As in mining, you want to high grade, or get the good parts. Cpu's, fingers, pins, and other gold plated components. Your starting to get a good eye for your e-scrap.

Those transisters, after you snip them open, work very nicely in Lazersteve's stripping cell.

Good luck, Gorfman.


----------



## plamenppp

gorfman6154 said:


> plamenppp, now that's more like it, the gold plated transisters run around $180-$200 a pound.
> 
> As in mining, you want to high grade, or get the good parts. Cpu's, fingers, pins, and other gold plated components. Your starting to get a good eye for your e-scrap.
> 
> Those transisters, after you snip them open, work very nicely in Lazersteve's stripping cell.
> 
> Good luck, Gorfman.




180-200 $ pound? What kind of pound? Transistors with heads/hats removed or not? There are a few kinds of gold plated transistors - fully gold plated, bottom gold plated with plated legs and only legs plated. 

180-200 for which one?


----------



## teclu

plamenppp said:


> Telcu, is the potentiometer the square part with the circle on it and the long rectangle part? The have place for a small screwdriver on them. I have 10 of the square ones from 2 Pravetz's monitors. They have a small thin metal circle inside - Pd 600 (60% Pd). Pleace, telcu, if you have time and wish draw some red circles on my pictures and post them





http://i23.tinypic.com/hfml65i.jpg
http://i65.tinypic.com/4gop561.jpg
http://i14.tinypic.com/hd4gf44.jpg

Brasov-Transylvania

teclu


----------



## plamenppp

Thank you, telcu. This is a good website. I will remember it. My first hand experience is still sleeping in Varna and I know from him about the square ones  I wonder what else can I find in the scrap buying companies around  They usually buy Al, Fe, Cu, Zn, Ni, brass and stuff like these. I'm pretty sure they buy computers for scrap.

I have two types of long potentiometers - the first ones are made of plastic and the second ones are made of Al. On the picture the firs one is from an Al one and the others are from plastic one. There is a big difference in the color. What are second ones made of?


----------



## gorfman6154

The quote of $180-$200, is for a U.S. pound(#). With a mixed lot it would be hard to tell. Fully plated, usually would yield more than partially plated.

To get around that price, you would need to refine these your self. If you have a large quantity, you could send them to a refiner or other forum member for processing.

Are you just looking to sell the parts, or are you interested in refining them yourself?
Gorfman


----------



## plamenppp

Gorfman, I'm interested in refining them myself. Therefore, I need a big quantity of everything. I friend promised me to show me how to refine, what chemicals to use and what precaution to take.


----------



## gorfman6154

plamenppp said:


> Gorfman, I'm interested in refining them myself. Therefore, I need a big quantity of everything. I friend promised me to show me how to refine, what chemicals to use and what precaution to take.

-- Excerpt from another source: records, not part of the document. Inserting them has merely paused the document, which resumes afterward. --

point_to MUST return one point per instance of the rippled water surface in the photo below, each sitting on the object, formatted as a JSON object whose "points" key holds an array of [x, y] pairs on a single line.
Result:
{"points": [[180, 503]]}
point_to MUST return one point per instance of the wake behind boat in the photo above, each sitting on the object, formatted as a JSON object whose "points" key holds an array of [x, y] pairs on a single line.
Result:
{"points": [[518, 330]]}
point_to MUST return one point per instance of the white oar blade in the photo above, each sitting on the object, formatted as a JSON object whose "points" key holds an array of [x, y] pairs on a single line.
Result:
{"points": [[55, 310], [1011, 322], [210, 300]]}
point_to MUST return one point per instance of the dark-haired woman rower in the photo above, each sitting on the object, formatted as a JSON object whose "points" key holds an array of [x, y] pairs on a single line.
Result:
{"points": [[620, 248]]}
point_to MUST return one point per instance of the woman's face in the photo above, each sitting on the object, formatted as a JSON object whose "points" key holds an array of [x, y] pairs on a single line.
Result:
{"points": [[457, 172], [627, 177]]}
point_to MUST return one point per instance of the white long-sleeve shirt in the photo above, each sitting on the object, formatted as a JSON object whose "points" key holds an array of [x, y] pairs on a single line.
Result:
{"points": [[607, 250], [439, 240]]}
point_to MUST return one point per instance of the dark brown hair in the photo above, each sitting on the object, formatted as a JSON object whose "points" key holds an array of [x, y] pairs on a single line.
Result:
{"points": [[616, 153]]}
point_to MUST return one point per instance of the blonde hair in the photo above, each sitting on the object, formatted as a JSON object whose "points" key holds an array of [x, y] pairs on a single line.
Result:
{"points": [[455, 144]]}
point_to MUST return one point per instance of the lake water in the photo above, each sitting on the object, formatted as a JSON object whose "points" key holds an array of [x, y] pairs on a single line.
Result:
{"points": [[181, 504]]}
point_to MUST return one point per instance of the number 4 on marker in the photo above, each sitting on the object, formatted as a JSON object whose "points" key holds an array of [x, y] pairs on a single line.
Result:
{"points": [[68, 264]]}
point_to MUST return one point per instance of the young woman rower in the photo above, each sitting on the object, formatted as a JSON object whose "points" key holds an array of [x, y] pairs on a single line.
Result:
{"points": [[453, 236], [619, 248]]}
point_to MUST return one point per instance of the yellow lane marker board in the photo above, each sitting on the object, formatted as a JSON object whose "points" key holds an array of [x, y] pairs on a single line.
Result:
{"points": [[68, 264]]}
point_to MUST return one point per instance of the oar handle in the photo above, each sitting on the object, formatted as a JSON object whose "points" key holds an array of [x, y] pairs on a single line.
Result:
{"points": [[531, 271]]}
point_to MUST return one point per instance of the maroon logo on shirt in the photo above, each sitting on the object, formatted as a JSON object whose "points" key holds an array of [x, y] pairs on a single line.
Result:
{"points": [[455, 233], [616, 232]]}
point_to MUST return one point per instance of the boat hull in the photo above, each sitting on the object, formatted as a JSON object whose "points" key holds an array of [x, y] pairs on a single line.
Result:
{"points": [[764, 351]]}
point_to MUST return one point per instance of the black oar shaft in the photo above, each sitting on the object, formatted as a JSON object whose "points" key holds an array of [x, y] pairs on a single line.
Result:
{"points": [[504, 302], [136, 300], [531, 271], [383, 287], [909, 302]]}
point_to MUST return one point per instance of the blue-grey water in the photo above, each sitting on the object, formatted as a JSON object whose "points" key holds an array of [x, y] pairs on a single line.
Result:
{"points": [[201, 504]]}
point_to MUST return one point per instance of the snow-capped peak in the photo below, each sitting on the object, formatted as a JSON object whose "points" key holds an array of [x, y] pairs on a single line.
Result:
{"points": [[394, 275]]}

If you read the post on 3 leg transistors, under "where to find scrap", there is some very good advice on parts like these.

Good luck, Gorfman.


----------



## teclu

plamenppp said:


> Thank you, telcu. This is a good website. I will remember it. My first hand experience is still sleeping in Varna and I know from him about the square ones  I wonder what else can I find in the scrap buying companies around  They usually buy Al, Fe, Cu, Zn, Ni, brass and stuff like these. I'm pretty sure they buy computers for scrap.
> 
> I have two types of long potentiometers - the first ones are made of plastic and the second ones are made of Al. On the picture the firs one is from an Al one and the others are from plastic one. There is a big difference in the color. What are second ones made of?



All three are silver plated on copper base metal.

teclu


----------



## plamenppp

What is this? There were no numbers or letters on it. I think it is a potentiometer, am I right? Does it contain some Pd?


----------



## teclu

plamenppp said:


> What is this? There were no numbers or letters on it. I think it is a potentiometer, am I right? Does it contain some Pd?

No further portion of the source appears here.